L’Estomac et le Corset/Avant-propos

J.B. Baillières et fils (p. 1-3).


AVANT-PROPOS


Il peut paraître téméraire d’ouvrir une lutte nouvelle contre le corset. Ce sujet a été maintes fois traité et par de plus habiles, de plus expérimentés que nous. Tout n’est pas dit pourtant, c’est ce que nous chercherons à démontrer dans ces pages. En tous temps, en tous pays on a essayé de réfréner la folie du corset. On a même souvent exagéré les récriminations ; il en est résulté une action en sens inverse, et quelques médecins ont cru bien faire en le réhabilitant dans une certaine mesure. Il est pourtant, quoi qu’on en ait dit, assez facile de se maintenir dans un milieu équitable ; facile encore, faisant la part du feu, je veux dire de ce que l’on est force d’accorder à la coquetterie, de réduire l’emploi de cet appareil et son rôle véritable, celui d’un vêtement dont le but est double : maintenir et soutenir les seins lorsqu’ils sont exubérants ; prêter aux liens des jupes un appui un peu rigide qui les empêche de serrer directement la taille. Tout autre rôle doit lui être formellement interdit ; le corset a le droit de se mouler sur les formes naturelles du corps ; il n’a pas celui de les soumettre à sa propre forme ; malheureusement, c’est ce qu’il réalise en général.

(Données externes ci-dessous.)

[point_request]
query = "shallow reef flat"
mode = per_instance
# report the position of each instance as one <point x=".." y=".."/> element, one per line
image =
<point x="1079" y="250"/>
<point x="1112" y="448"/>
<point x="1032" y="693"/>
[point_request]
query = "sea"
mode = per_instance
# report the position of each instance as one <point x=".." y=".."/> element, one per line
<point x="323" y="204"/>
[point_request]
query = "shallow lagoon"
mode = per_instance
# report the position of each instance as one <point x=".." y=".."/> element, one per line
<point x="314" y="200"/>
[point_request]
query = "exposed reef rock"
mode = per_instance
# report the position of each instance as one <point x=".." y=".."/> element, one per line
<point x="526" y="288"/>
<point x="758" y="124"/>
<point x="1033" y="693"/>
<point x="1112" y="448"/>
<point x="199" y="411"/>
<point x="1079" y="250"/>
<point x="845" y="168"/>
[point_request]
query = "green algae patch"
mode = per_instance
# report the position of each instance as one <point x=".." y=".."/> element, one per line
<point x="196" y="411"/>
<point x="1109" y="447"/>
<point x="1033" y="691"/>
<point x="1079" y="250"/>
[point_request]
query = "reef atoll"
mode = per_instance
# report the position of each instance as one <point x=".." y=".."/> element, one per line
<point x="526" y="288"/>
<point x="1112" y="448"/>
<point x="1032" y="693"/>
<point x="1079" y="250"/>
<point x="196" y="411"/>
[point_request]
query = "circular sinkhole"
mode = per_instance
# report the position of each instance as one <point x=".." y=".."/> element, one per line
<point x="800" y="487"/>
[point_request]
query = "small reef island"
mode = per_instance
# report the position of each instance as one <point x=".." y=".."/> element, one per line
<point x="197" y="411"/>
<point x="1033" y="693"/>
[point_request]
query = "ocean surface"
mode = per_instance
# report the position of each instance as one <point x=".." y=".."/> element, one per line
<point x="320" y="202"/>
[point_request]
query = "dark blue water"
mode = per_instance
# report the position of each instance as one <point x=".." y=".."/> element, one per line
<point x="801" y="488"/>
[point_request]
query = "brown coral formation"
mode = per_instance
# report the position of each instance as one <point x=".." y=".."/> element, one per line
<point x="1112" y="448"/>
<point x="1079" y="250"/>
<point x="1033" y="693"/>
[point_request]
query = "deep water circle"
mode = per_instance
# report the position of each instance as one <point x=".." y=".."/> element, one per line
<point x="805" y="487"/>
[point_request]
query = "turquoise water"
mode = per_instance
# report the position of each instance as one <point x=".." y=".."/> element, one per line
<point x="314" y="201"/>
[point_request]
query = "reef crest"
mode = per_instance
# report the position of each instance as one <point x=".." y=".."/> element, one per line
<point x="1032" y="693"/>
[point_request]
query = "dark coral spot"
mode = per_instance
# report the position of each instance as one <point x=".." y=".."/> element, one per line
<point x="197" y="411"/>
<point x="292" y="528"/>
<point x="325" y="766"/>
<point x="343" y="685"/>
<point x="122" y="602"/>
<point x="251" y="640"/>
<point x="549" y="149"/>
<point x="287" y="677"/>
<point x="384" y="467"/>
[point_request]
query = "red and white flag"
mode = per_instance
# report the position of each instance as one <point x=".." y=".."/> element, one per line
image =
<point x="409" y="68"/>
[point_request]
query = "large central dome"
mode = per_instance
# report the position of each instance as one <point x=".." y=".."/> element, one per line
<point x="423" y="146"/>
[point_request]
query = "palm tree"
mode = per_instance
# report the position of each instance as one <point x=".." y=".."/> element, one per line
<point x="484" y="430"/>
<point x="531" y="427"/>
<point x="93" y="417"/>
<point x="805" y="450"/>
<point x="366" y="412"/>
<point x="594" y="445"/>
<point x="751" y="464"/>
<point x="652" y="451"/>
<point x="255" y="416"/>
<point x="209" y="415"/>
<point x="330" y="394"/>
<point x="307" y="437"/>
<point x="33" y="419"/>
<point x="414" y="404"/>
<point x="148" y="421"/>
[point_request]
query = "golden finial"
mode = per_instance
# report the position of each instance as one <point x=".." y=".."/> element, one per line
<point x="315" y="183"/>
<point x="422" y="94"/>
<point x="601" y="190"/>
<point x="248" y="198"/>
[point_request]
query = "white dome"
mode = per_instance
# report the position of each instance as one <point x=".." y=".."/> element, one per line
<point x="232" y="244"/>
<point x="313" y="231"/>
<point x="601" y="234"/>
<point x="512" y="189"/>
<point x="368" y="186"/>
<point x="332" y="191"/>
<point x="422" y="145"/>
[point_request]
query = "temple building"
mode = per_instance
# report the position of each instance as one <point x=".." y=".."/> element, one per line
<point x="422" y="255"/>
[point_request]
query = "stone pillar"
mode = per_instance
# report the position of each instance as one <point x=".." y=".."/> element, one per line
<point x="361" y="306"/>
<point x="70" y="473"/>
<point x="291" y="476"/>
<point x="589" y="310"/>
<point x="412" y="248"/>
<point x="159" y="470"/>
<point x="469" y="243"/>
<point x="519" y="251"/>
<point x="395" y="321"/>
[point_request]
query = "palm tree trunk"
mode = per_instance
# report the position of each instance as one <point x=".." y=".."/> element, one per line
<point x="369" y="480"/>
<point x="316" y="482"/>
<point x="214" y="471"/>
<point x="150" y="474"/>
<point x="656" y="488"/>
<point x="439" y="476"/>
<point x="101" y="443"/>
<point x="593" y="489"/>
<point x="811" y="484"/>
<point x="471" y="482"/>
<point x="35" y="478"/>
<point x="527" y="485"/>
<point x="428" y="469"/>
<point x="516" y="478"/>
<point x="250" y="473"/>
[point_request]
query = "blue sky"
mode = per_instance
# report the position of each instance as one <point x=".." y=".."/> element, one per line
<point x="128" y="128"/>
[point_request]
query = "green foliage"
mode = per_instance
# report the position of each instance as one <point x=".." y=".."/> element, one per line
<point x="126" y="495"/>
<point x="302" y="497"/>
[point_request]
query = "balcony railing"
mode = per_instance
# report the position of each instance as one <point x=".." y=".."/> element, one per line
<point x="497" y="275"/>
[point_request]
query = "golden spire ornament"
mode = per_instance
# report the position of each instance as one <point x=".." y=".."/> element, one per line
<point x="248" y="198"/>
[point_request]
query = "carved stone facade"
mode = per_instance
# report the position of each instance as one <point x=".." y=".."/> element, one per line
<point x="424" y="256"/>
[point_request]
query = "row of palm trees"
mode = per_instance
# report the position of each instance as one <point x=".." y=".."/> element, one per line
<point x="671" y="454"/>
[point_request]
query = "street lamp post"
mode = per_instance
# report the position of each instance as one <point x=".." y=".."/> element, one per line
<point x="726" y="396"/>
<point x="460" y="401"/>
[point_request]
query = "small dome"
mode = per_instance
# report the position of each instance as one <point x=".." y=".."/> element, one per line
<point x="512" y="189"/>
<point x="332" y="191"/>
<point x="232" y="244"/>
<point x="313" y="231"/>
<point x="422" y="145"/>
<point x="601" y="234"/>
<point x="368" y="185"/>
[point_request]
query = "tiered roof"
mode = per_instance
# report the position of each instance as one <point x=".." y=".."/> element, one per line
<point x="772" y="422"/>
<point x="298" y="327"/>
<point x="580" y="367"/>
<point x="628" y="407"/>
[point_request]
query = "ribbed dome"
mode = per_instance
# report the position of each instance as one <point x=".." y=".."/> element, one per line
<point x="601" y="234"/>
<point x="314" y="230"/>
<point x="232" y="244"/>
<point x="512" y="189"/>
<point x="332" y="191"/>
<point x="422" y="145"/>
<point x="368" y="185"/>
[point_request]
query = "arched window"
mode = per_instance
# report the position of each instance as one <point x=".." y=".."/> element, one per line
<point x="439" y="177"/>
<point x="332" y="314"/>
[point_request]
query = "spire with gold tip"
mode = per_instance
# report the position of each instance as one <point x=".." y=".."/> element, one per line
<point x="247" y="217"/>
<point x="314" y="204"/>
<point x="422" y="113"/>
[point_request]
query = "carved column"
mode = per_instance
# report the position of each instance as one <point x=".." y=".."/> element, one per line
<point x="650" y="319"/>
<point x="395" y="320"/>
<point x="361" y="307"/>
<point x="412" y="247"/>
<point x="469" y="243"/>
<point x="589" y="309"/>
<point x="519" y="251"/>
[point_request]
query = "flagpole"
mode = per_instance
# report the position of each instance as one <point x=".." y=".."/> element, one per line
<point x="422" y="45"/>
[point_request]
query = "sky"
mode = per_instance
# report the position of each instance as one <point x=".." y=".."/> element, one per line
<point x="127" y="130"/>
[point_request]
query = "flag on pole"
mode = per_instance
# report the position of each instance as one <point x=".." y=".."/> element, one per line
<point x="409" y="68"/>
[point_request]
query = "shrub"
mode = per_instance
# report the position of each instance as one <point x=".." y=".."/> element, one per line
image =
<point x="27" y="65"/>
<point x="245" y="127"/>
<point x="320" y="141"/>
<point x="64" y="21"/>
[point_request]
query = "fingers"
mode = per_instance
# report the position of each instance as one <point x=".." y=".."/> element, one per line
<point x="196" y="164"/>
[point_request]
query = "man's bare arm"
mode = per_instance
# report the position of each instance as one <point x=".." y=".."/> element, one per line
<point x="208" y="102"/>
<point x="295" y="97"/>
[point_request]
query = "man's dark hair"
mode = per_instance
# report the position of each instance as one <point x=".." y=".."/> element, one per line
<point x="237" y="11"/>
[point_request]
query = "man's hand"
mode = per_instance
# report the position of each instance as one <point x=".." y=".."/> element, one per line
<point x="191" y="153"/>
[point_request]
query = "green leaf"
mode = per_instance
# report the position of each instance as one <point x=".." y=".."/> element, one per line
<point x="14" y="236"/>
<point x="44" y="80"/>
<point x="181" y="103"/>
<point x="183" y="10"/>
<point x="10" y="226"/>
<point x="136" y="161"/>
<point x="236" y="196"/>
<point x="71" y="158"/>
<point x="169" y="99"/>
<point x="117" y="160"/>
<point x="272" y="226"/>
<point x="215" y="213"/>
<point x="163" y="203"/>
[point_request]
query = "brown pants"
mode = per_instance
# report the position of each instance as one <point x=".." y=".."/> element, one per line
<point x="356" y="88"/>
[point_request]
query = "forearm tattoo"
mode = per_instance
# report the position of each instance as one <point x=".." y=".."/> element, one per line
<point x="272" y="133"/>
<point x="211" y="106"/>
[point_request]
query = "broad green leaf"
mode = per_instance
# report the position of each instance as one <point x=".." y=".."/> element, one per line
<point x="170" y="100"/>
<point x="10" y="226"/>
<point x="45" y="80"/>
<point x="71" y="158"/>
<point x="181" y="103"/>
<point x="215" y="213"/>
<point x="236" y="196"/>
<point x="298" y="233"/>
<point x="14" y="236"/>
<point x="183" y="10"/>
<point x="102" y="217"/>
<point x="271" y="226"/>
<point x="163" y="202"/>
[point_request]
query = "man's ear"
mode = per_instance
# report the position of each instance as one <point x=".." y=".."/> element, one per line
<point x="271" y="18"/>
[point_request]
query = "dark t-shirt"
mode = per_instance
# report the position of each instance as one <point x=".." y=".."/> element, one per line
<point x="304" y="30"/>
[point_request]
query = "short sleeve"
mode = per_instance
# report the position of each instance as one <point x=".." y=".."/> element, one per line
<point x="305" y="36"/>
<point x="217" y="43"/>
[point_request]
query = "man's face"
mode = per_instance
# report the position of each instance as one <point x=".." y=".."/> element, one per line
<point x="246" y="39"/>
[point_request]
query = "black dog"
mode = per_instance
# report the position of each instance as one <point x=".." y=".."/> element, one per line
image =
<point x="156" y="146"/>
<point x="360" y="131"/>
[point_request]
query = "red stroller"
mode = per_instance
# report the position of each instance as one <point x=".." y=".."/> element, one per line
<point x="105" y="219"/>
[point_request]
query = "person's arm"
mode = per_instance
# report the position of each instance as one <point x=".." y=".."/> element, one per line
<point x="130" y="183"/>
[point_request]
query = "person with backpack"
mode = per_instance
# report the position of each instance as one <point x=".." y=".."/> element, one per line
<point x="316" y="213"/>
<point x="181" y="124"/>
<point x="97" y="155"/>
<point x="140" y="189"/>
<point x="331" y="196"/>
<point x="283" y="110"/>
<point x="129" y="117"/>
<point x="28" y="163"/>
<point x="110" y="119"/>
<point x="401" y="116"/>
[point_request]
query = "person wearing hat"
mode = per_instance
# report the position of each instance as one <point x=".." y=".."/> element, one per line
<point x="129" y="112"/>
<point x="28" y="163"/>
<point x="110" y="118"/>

Une femme aux lignes pures, harmonieuses, n’a que faire d’un moule qui les modifie et les façonne à sa convenance. On ne peut que déplorer la triste et invincible tendance de celles qui, moins favorisées au point de vue esthétique, veulent atteindre un idéal qu’elles acquièrent seulement en altérant la nature.

La mode, sur ce terrain, fait aux hygiénistes et à toutes les personnes de bon sens, une guerre acharnée, dans laquelle la victoire lui restera toujours. Aussi ne songeons-nous point à entamer une lutte directe avec le corset, mais seulement avec ses abus ; encore limitons-nous le champ de notre étude, et si, chemin faisant, nous parlons des désordres produits sur différents points de l’économie par l’usage immodéré du corset, ce n’est que pour être complet et pour les coordonner à ceux qui font l’objet spécial de ce travail.

Notre plan est simple, comme notre sujet ; nous voulons décrire les déformations, les dislocations et les troubles fonctionnels de l’estomac produits par l’excès de la compression due au corset. Après avoir rappelé à grands traits l’anatomie et la topographie normales de cet organe, nous indiquerons les meilleurs procédés de son exploration ; ils nous conduiront à l’étude clinique de ses viciations de forme et de leurs conséquences, et comme tout mal réclame un remède, nous chercherons à établir la prophylaxie de ces déformations, l’hygiène du corset moderne et enfin la thérapeutique à instituer contre les désordres produits.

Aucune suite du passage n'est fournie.